I subscribe to a number of listserves and received a post about a link to a recently published issue of the Department of Justice’s Journal of Federal Law & Policy (vol. 66, number 7, December 2018) which is entirely devoted to elder justice. You can read it in its entirety here.
The issue is chock-full of resources and its article cover a range of topics, including:
Opioid abuse and elder justice.
Most folks don’t know there is a strong threat to elders posed by the estimated 1.7 million people addicted to opioids in this country. In Vail last August, a local M.D. presented on this topic at the 10th annual CBA Elder Law Retreat. Here is the sad fact – many elders who need their pain meds are being deprived of them by others, often family members, who steal the elder’s pain meds. Here’s another link on that topic.
Transnational scam predators and elder victims.
Financial fraud has new and unanticipated expression in new technologies, and elders are potential prey for these scammers when elders use the internet to stay in touch with people important to them. People who are victims of these scams are at risk of losing their accumulated wealth (often hundreds of thousands of dollars) and with that loss comes a spike in mortality rates of these victims. While many of us might think of the internet as “anonymous” – most of us know better because a faceless and unknown predator can often inflict more harm than a known and identifiable scammer.
Elder abuse and neglect in American Indian and Alaska Native communities.
I found a monograph published in 2000 which had useful information about the prevalence and reporting of elder abuse in several Native American communities. Sadly, a 2014 publication states that the prevalence of elder mistreatment in this population is unknown due to the fact that only smaller studies of certain communities have been conducted.
What I found most helpful and hopeful about this issue of the DoJ’s Journal however, was the article about the coordination of federal, state and local partnerships involved in elder justice for the reporting, investigating, prosecution of perpetrators and the provision of support services and redress for victims.

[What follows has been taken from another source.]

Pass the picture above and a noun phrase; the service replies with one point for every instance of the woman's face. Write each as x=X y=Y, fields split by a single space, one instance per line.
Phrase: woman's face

The two authors of this article used an estimate that as few as 1 in 24 cases of elder abuse is reported to authorities (at 138).
The federal government is a key player in assisting state and local communities to recognize a common definition of elder abuse as well as to provide guidance for federally regulated financial institutions and assist in the tracking and prevention of internet and telecommunication fraud and theft targeted at elders.
That’s all for now… and Happy New Year!